La forme brève du tercet et du distique ramène le poème à l’expression de son faire et de sa nécessité : « écrire c’est patauger dans une tempête de neige je m’entends / haleter, la voix dans un déluge de flocons mon oreille meurtrie à l’écoute de ce qui / doit être transcrit. ». Ces courtes strophes semblent des extractions matérielles d’une réalité enfouie. Et parce que leur statut de strophe en tant qu’unité autonome est parfois contesté (tercet et distique s’insèrent généralement dans un sonnet), en choisissant précisément ces formes, Kling défend l’idée que la réalité n’existe qu’à l’état de fragment.
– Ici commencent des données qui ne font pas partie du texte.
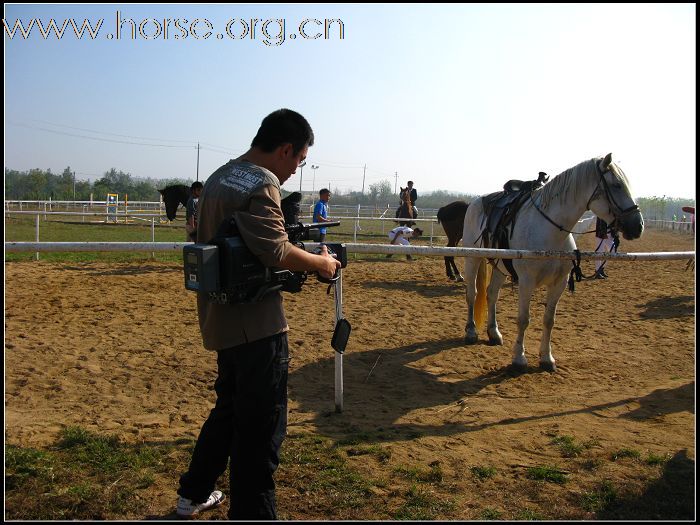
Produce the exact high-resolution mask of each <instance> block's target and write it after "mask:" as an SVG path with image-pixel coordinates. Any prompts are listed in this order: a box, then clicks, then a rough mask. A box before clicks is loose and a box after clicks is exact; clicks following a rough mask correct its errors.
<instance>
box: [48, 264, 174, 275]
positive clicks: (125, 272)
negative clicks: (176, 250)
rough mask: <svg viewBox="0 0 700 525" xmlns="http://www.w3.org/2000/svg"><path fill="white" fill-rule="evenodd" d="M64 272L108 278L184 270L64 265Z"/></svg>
mask: <svg viewBox="0 0 700 525" xmlns="http://www.w3.org/2000/svg"><path fill="white" fill-rule="evenodd" d="M61 269H63V270H72V271H78V272H84V273H86V274H87V275H90V276H98V277H99V276H106V275H143V274H145V273H173V272H182V268H180V267H176V266H161V265H155V264H142V265H139V266H135V265H133V264H132V265H126V264H125V265H124V266H122V267H118V268H101V269H99V270H96V269H94V268H92V267H91V266H89V265H88V266H72V265H63V266H62V267H61Z"/></svg>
Constat terrifiant ou stimulant ? Dans son adaptation du poème « L’infini » de Leopardi, il indique une réponse : « Depuis toujours la colline solitaire je l’ai / aimée et ce muret. qui soustrait au regard / la plupart de l’horizon éloigné  ». L’opacité de l’obstacle à l’œil est comme la fragilité du vestige que la main saisit : un viaduc pour la création.
Le poème comme sujet et objet ? Si la question est posée, c’est moins pour défendre l’idée qu’il serait à lui-même son propre achèvement que pour interroger la spécificité du poème à l’heure de la reproductibilité technique. Autrement dit, quels sont les enjeux de cette forme éclatée et complexe dans une ère mondialisée où les discours – démontés puis remontés – s’enchevêtrent ? Il semble que derrière le télescopage des époques, des références, des citations, au-delà d’un montage savant, d’un cadrage en constante évolution, une esthétique crépusculaire et néanmoins vigoureuse se dessine. Certes, les vestiges du passé sont effroyables (guerres, charniers, pillages, colonisation) mais les taire serait pire encore. « regarder c’est scruter la douleur  » nous rappelle Thomas Kling.
Ainsi que dans Manhattan espace buccal (Unes, 2014) où le poète se confrontait à la béance magnétique d’une mégalopole américaine, Échange longue distance tente d’approcher derrière les jeux de miroirs, les simulacres, les copies des copistes, ce qu’on pourrait nommer une expérience fondamentale, celle consistant à saisir la réalité par l’écriture tout en affirmant l’impossibilité même de formuler une quelconque vérité. « je suis désolé : un poème c’est ça : magie crânienne.  »

Christine Plantec

Échange longue distance, de Thomas Kling, traduit de l’allemand et postfacé par Aurélien Galateau, introduction de F. Heusbourg, Éditions Unes, 100 p., 20

Archéologie du poème Par Christine Plantec
Le Matricule des Anges n°181 , mars 2017.